Start by creating a FirebaseTranslator object configured with the source and target languages.

// Create an English-German translator:
val options = FirebaseTranslatorOptions.Builder()
        .setSourceLanguage(FirebaseTranslateLanguage.EN)
        .setTargetLanguage(FirebaseTranslateLanguage.DE)
        .build()
val englishGermanTranslator = FirebaseNaturalLanguage.getInstance().getTranslator(options)

Then check if the desired language models are available. Remember that each model is roughly 30MB so you’d do your users good to only download over WiFi unless they opt-in to data download. You can do this via a FirebaseModelDownloadConditions which I explained further below in Setting Download Conditions.

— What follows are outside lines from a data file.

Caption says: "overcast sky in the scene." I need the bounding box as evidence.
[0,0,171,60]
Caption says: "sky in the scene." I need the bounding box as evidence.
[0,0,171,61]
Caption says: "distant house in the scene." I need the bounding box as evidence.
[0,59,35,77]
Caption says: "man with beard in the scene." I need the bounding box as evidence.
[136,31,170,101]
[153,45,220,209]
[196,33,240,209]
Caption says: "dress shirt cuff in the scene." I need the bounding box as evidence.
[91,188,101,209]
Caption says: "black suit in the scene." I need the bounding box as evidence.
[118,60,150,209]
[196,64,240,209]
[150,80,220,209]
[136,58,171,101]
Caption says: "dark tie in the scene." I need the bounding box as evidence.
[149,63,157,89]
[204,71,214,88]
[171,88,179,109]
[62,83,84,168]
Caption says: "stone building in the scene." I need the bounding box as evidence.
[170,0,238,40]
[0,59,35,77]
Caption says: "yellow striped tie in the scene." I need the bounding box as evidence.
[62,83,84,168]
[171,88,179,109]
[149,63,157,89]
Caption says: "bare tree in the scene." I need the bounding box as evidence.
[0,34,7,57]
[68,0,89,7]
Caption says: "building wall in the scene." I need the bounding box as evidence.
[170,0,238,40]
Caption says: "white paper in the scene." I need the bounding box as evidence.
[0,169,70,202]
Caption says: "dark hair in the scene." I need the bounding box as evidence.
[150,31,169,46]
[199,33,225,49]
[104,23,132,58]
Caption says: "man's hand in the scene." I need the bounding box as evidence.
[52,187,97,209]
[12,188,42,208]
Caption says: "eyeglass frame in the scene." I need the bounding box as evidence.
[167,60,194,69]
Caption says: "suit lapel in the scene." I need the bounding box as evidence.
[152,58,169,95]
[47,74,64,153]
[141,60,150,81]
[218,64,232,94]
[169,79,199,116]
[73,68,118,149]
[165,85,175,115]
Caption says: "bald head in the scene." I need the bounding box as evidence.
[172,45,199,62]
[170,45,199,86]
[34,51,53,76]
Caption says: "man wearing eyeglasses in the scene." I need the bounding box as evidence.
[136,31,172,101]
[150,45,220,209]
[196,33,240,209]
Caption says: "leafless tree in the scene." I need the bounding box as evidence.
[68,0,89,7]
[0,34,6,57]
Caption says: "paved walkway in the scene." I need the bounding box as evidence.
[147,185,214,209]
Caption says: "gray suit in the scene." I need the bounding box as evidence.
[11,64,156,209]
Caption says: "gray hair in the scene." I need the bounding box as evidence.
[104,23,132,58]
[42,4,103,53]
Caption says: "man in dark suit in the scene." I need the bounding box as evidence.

englishGermanTranslator.downloadModelIfNeeded()
        .addOnSuccessListener {
            // Model downloaded successfully. Okay to start translating.
            // (Set a flag, unhide the translation UI, etc.)
        }
        .addOnFailureListener { exception ->
            // Model couldn’t be downloaded or other internal error.
            // ...
        }

Finally, perform the translation.

englishGermanTranslator.translate(text)
        .addOnSuccessListener { translatedText ->
            // Translation successful.
        }
        .addOnFailureListener { exception ->
             // Error.
             // ...
        }

Setting Download Conditions

In big countries like the United Kingdom, 30MB is a good portion of your data. In less developed countries like the Philippines, that’s your whole year’s worth of data. For good User Experience, you should only download models over WiFi unless the user opts-in to data download.

val conditions = FirebaseModelDownloadConditions.Builder()
        .requireWifi()
        .build()

On top of this,  you can also configure downloads to require charging or device idle.

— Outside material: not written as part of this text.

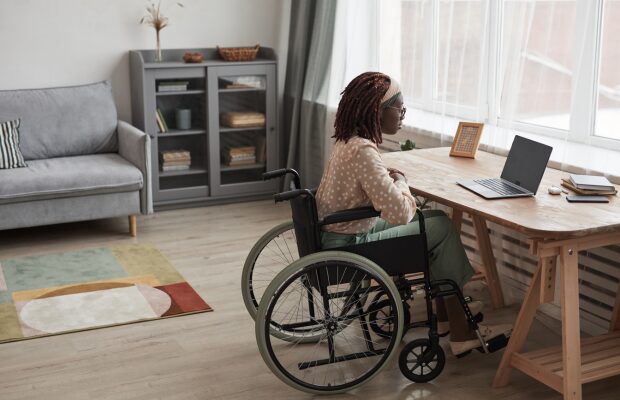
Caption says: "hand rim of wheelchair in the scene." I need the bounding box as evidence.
[241,221,358,343]
[369,293,411,338]
[255,251,403,394]
[241,221,299,320]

Managing Translation Models

30MB may not sound like much in an era where even the super power budget phone Pixel 3A comes with 64GB of on-device memory storage but let the language packs accumulate and they get pretty beefy.

That’s why Firebase bestowed upon us the Model Manager

val modelManager = FirebaseTranslateModelManager.getInstance()

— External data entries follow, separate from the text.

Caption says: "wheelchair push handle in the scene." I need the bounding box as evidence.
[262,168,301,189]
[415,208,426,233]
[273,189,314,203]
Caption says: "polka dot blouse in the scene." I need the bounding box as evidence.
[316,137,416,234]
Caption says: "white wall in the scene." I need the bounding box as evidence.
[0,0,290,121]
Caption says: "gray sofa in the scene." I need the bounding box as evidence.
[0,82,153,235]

This lets us view what models are on-device, delete them, download more.

View Downloaded Models

modelManager.getAvailableModels(FirebaseApp.getInstance())
        .addOnSuccessListener { models ->
            // ...
        }
        .addOnFailureListener {
            // Error.
        }

Delete Existing Models

val deModel = FirebaseTranslateRemoteModel.Builder(FirebaseTranslateLanguage.DE).build()
modelManager.deleteDownloadedModel(deModel)
        .addOnSuccessListener {
            // Model deleted.
        }
        .addOnFailureListener {
            // Error.
        }

Download New Models

val frModel = FirebaseTranslateRemoteModel.Builder(FirebaseTranslateLanguage.FR)
        .setDownloadConditions(conditions)
        .build()

modelManager.downloadRemoteModelIfNeeded(frModel)
        .addOnSuccessListener {
            // Model downloaded.
        }
        .addOnFailureListener {
            // Error.
        }

Disclaimer

Most of the info and snippets above are taken directly from the official Firebase documentation. These posts are created primarily for the ease of understanding of other developers of the discussed topic.